Leitor de código de barras

O número embaixo das barras é impresso para máquinas, não para pessoas. Aponte a câmera e veja o que está de fato codificado: se o código fecha, quem o registrou e o que dizem os campos de um código de marcação.

ou leia um código de barras de uma imagem

A imagem da câmera nunca sai do seu dispositivo: o código é decodificado aqui, na página. Nada do que você escaneia é enviado a lugar algum nem guardado.

Como usar

  1. Toque em «Ligar a câmera» e conceda o acesso, ou escolha uma foto do código.
  2. Mantenha o código de barras inteiro no enquadramento: as barras borram com facilidade, então aproxime a câmera em vez de ampliar.
  3. Leia o detalhamento: o número, o dígito verificador, o país de registro e os campos do código de marcação.

Bom saber

O que um código de barras conta e o que não conta

Um número comercial guarda três coisas: um dígito verificador que precisa fechar, um prefixo que diz qual escritório da GS1 emitiu o número e o número em si. É do prefixo que nasce um mal-entendido teimoso. Ele é o país onde a empresa se registrou, não onde a mercadoria foi feita: uma firma registrada num lugar fabrica onde quiser. Por isso aqui se lê «número registrado em», e nunca «feito em». Todo o resto — preço, fabricante, composição — simplesmente não está no código: está no banco de dados da loja, para o qual as barras apenas apontam.

Códigos de marcação e a questão da autenticidade

O Data Matrix das embalagens não é um código de barras com dígitos a mais: dentro dele há campos — número do item, número de série, validade, lote, código de verificação. Todos são lidos aqui e mostrados como estão. O que não dá para fazer aqui é decidir se o item é autêntico: essa resposta pertence ao sistema estatal que emitiu o código, e obtê-la significa enviar o código para lá. Esta página não envia nada a lugar nenhum e por isso para onde termina a resposta honesta e começa o palpite.

Perguntas frequentes

Quais códigos de barras são lidos?

EAN-13 e EAN-8, UPC-A e UPC-E, Code 128, Code 39, ITF e DataBar, e junto com eles os bidimensionais: Data Matrix, QR, Aztec e PDF417.

O dígito verificador não fecha. O produto é falso?

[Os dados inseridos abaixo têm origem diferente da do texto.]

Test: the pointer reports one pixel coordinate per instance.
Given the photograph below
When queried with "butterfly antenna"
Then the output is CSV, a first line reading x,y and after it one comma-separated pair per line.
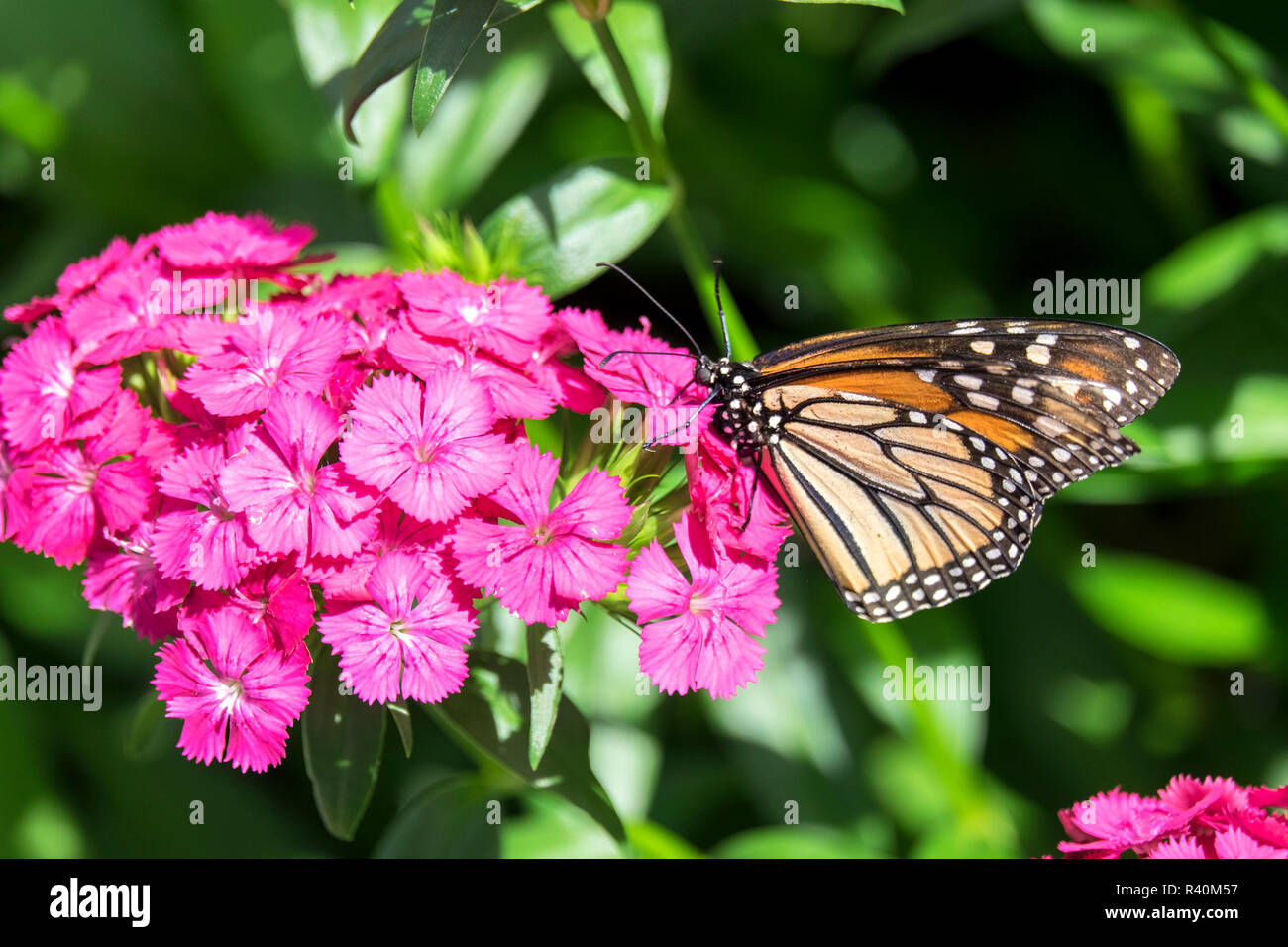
x,y
724,322
649,298
610,356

Quase certamente não. A divergência significa que os dígitos foram lidos ou digitados errado: o código foi pego de lado, a foto está borrada, o número foi copiado à mão. Uma falsificação costuma trazer justamente um número impecável — copiado de um produto verdadeiro.

O prefixo mostra onde a mercadoria foi fabricada?

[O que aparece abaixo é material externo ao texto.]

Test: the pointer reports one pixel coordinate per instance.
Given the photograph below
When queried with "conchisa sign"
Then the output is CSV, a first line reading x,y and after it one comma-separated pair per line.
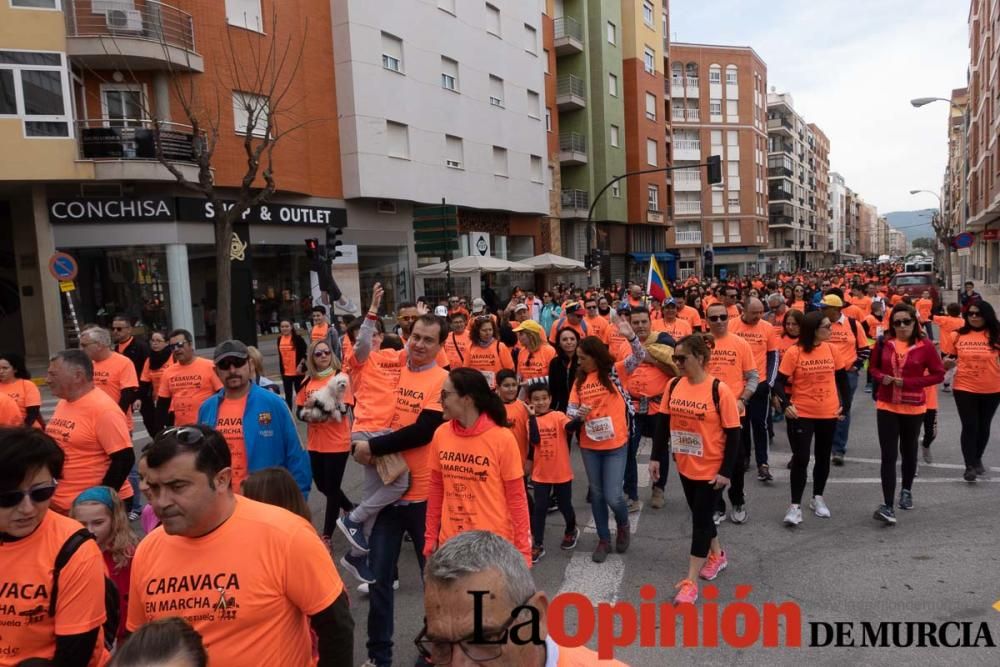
x,y
186,209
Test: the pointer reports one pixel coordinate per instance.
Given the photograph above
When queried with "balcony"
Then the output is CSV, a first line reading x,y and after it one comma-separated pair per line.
x,y
572,149
568,38
130,35
575,203
128,149
571,93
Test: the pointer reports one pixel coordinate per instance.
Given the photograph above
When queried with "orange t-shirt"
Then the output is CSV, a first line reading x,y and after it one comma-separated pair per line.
x,y
474,471
517,415
416,392
89,430
27,564
187,387
978,364
331,436
551,460
813,374
248,587
697,429
286,353
24,393
731,359
606,426
760,336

Não. Mostra onde a empresa obteve seu número na GS1. Uma firma alemã vende mercadoria fabricada na China sob um prefixo 400–440, e isso é o normal, não um engano.

Dá para conferir um código de marcação no sistema estatal?

Não, e nenhuma página que funcione sem consultas externas consegue. A verificação exige uma consulta a esse sistema; aqui o código é apenas lido e dividido em campos.

Alguma coisa vai para um servidor?

Não. A imagem da câmera e a foto escolhida ficam no seu dispositivo — o reconhecimento acontece dentro da página.